Gaza : 13 morts, dont cinq enfants, après frappes israéliennes, d’après la Défense civile
Des frappes israéliennes sur la bande de Gaza ont fait 13 morts, dont 5 enfants, selon la défense civile du territoire palestinien. Au cours de la seule journée du 22 novembre, 21 personnes avaient été tuées dans des frappes israéliennes, selon le ministère de la Santé de la bande de Gaza.
C’est l’une des journées les plus violentes depuis le cessez-le-feu d’octobre entre Israël et le Hamas. Des frappes israéliennes sur la bande de Gaza ont causé 13 morts, dont 5 enfants, a déclaré jeudi la Défense civile du territoire palestinien.

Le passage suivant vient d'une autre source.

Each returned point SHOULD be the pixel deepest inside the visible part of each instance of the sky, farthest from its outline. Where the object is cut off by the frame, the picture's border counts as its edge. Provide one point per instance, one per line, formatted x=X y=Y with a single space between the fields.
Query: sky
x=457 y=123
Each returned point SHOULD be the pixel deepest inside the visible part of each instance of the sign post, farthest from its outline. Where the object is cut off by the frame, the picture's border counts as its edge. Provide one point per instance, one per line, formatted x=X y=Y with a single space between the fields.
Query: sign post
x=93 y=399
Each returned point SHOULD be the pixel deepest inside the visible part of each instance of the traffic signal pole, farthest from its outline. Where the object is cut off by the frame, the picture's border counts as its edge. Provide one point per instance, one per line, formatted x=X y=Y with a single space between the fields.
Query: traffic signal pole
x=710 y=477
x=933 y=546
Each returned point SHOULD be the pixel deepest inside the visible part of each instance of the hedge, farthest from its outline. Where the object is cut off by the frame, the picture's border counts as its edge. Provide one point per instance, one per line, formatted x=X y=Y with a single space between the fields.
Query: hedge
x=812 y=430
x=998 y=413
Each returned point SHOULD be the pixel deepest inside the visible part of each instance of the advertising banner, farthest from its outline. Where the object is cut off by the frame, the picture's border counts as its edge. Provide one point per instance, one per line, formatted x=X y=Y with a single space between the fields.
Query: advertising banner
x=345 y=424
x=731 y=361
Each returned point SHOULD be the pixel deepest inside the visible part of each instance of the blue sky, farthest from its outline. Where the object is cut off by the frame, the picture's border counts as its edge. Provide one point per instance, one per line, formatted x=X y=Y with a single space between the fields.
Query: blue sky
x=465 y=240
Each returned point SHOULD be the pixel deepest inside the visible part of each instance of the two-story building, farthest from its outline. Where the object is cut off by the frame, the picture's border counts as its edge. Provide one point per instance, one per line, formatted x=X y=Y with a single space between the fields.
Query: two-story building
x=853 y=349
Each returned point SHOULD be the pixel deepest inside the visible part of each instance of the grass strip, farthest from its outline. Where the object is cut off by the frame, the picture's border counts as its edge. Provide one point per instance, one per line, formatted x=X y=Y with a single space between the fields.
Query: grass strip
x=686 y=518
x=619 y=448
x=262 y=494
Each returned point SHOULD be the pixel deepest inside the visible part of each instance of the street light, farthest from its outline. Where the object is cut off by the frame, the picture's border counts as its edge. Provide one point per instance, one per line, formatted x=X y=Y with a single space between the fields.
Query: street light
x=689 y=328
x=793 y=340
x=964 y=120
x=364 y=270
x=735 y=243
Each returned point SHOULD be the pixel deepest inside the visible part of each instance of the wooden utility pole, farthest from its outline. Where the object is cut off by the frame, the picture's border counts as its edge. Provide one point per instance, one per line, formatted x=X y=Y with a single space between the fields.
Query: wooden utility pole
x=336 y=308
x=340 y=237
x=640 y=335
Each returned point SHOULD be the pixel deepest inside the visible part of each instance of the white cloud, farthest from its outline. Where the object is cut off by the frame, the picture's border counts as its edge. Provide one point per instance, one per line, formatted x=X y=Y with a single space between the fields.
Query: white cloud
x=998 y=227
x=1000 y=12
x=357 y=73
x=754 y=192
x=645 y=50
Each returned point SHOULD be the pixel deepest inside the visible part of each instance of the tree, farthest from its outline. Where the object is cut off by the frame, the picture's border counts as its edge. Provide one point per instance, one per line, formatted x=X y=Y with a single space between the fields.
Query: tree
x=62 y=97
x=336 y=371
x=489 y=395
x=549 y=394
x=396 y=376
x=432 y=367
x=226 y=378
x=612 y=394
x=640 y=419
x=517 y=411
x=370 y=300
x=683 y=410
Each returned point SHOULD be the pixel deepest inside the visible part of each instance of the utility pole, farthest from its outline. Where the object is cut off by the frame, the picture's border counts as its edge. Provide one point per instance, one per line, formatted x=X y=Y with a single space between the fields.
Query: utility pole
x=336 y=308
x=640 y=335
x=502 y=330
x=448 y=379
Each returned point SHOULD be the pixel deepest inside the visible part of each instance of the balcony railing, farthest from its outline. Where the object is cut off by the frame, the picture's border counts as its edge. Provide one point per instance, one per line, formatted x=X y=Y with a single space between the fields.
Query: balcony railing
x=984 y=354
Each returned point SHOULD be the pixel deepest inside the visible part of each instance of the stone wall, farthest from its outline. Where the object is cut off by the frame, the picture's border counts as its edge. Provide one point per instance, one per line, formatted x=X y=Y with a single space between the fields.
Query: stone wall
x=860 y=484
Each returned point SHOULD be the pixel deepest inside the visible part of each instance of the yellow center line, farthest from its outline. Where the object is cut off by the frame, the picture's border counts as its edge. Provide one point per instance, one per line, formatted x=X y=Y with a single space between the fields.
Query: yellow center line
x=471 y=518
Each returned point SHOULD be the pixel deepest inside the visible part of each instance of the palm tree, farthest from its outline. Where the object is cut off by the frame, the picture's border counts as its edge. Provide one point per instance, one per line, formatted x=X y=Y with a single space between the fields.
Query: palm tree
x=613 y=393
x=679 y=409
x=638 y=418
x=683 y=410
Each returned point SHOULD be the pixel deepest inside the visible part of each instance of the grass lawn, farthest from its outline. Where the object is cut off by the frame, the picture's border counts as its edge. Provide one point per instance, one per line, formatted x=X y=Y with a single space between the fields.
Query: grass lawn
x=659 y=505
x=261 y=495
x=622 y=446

Quatre personnes, dont trois enfants, ont perdu la vie lorsqu’un drone a frappé une tente pour des personnes déplacées dans le sud de Gaza, a rapporté le porte-parole de la défense civile, Mahmud Bassal. Une fillette de 11 ans a été tuée près du camp de réfugiés de Jabalia dans le nord de la bande de Gaza, et une frappe sur une école a également fait un mort. Par ailleurs, un homme a été tué près de Khan Younès, dans le sud, toujours selon Mahmud Bassal. Deux autres Gazaouis, dont un enfant, ont été tués lors d’autres attaques, a indiqué l’agence opérant sous l’autorité du Hamas.
Jeudi soir, quatre autres personnes ont été tuées suite à une frappe aérienne israélienne qui a ciblé une maison à l’est de la ville de Gaza, a déclaré Mahmud Bassal, précisant que des opérations de secours pour retrouver plusieurs personnes disparues avaient débuté.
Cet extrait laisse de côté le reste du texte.